Looking for fastest solution for Point in Polygon analysis of 200 million points
ST_DWithin was faster in my test than ST_Intersects. That is surprising, especially since the prepared geometry algorithm is supposed to kick in on cases like this. I think there is a chance that this will be quite a lot faster than I showed here.
I did some more tests and two things almost 10-doubled the speed. First, I tried on a newer computer, but still a quite ordinary laptop, maybe except from SATA3 ssd -disks.

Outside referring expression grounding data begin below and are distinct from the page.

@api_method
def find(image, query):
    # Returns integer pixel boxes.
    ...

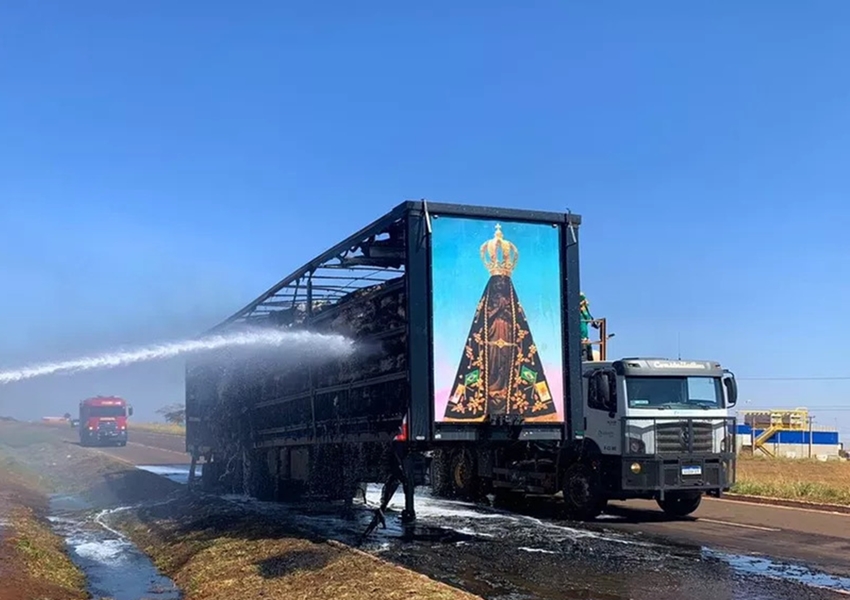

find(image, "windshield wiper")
[690,401,717,409]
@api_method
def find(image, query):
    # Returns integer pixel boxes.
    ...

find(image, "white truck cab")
[580,357,738,517]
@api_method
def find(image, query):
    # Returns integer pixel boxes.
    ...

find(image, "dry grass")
[131,422,186,435]
[732,454,850,505]
[0,464,87,600]
[116,495,479,600]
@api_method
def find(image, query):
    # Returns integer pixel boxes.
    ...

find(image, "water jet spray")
[0,328,355,385]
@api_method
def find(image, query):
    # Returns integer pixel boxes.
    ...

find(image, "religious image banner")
[430,216,565,424]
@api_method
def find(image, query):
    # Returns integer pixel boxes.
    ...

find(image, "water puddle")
[48,494,181,600]
[359,483,656,547]
[136,464,200,485]
[703,548,850,596]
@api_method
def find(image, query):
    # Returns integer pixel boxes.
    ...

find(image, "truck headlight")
[627,437,646,454]
[630,462,642,474]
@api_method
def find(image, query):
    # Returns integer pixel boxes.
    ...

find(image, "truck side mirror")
[722,370,738,407]
[128,406,134,417]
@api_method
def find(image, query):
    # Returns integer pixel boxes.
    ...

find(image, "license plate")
[681,465,702,476]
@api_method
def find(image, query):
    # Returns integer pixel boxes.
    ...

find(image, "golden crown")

Then the query below took 18 seconds instead of 62 seconds on the old laptop. Next I found that I was totally wrong before when I wrote that the index on the point-table wasn't necessary. With that index in place ST_Intersects behaved as expected and things became very fast. I increased the number of points in the point-table to 1 million points and the query:
CREATE TABLE points_ct AS
SELECT imported_ct.gid as ct_gid, t.gid as point_id
FROM imported_ct , t WHERE ST_Intersects(imported_ct.geom , t.geom);
runs in 72 seconds. Since there is 1249 polygons, 1249000000 tests is done in 72 seconds. That makes about 17000000 tests per second. Or testing almost 14000 points against all polygons per second.
From this test your 400000000 points to test should take about 8 hours without any trouble with distributing the load to several cores. PostGIS never stops to impress me :-)

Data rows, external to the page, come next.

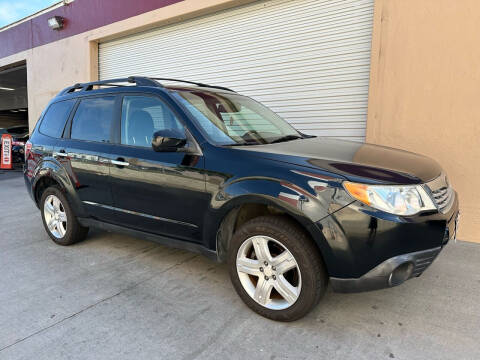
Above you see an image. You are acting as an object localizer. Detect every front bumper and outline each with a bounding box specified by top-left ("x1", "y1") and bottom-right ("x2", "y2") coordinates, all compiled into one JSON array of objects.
[
  {"x1": 330, "y1": 246, "x2": 442, "y2": 293},
  {"x1": 315, "y1": 188, "x2": 459, "y2": 292}
]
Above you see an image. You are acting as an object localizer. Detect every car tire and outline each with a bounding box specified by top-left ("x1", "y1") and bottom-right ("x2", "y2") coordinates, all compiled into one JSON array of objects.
[
  {"x1": 40, "y1": 186, "x2": 89, "y2": 246},
  {"x1": 228, "y1": 215, "x2": 328, "y2": 321}
]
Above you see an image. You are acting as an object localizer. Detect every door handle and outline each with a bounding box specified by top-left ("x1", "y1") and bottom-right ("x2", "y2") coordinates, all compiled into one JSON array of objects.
[{"x1": 111, "y1": 159, "x2": 129, "y2": 167}]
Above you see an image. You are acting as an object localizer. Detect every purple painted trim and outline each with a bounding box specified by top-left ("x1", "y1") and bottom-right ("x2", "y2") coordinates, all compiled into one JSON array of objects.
[{"x1": 0, "y1": 0, "x2": 184, "y2": 60}]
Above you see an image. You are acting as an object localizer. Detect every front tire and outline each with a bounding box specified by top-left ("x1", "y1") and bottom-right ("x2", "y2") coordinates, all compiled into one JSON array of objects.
[
  {"x1": 40, "y1": 186, "x2": 89, "y2": 245},
  {"x1": 228, "y1": 216, "x2": 328, "y2": 321}
]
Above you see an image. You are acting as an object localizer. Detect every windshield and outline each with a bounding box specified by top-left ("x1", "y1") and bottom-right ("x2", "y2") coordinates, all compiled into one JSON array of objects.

First, to visualize the result you can add the point geometry to the resulting table, open it in QGIS for instance and style it with unique values on the imported_ct field.

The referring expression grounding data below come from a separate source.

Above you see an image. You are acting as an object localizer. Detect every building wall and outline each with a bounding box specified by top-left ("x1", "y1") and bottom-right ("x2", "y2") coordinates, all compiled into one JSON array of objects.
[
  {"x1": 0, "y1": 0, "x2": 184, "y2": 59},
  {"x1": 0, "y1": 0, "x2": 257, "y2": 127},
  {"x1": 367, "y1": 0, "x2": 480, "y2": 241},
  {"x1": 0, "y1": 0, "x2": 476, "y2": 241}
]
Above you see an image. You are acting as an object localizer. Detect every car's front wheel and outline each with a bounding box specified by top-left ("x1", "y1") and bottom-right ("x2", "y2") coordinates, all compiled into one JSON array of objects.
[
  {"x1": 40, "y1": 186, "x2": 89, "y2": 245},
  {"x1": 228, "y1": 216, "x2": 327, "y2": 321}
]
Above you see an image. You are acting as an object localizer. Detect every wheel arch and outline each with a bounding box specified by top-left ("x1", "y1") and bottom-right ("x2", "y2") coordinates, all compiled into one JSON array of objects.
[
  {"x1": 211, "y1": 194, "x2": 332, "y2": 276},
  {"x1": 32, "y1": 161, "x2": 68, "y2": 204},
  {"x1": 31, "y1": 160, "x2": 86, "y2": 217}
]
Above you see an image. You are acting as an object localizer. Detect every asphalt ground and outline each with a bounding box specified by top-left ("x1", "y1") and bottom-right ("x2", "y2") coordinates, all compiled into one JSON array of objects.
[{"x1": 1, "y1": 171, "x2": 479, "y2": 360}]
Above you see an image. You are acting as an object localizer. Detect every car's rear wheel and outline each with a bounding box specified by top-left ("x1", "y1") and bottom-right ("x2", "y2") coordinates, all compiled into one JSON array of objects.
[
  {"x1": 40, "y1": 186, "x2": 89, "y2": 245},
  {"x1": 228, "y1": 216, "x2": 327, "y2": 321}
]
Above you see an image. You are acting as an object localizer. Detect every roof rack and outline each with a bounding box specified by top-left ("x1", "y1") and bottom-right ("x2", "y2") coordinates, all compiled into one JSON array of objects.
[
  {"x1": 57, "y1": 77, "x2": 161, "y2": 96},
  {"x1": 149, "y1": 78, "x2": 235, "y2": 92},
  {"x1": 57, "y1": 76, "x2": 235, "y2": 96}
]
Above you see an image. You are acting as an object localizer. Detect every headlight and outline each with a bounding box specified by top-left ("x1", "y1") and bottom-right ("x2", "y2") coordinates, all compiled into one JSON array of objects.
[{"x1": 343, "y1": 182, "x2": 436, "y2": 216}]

Second, yes, you can get also the points falling outside any polygon by using a right (or left) join like this:
CREATE TABLE points_ct AS
SELECT imported_ct.gid as ct_gid, t.gid as point_id
FROM imported_ct right join t ON ST_Intersects(imported_ct.the_geom , t.geom);
I did some tests to verify if it seems possible PostGIS.
First something I don't understand. You have two points per row. Is always both points in the same polygon? Then it is enough to do the calculations on one of the points. If they can be in two different polygons you will need a way to connect one point row to two polygons.
From the tests it seems like doable, but you might need some creative solution to spread the load over more than one cpu-core.
I tested on a 4 year old laptop with dual core centrino cpu (about 2.2GHz I think) , 2GB RAM. If you have 48 BG RAM I guess you have a lot more cpu-power too.
What I did was to create a random point table with 100000 points like this:
CREATE TABLE t AS
WITH r AS
(SELECT ST_Extent(the_geom)::geometry ext FROM imported_ct)
SELECT ST_Point(x,y) AS geom FROM
(SELECT GENERATE_SERIES(1,100000)) s,
(SELECT ST_Xmin(ext)+(random()*(ST_Xmax(ext)-ST_Xmin(ext))) x, ST_Ymin(ext)+(random()*(ST_Ymax(ext)-ST_Ymin(ext))) y FROM r
) f;
Then adding a gid like:
ALTER TABLE t ADD COLUMN GID SERIAL;
Then running :
CREATE TABLE points_ct AS
SELECT imported_ct.gid as ct_gid, t.gid as point_id FROM imported_ct , t WHERE ST_Dwithin(imported_ct.the_geom , t.geom,0);
takes about 62 seconds (compare to your ArcGIS result with the same amount of points). The result is a table connecting the points in my table t with the gid in the table with census tract.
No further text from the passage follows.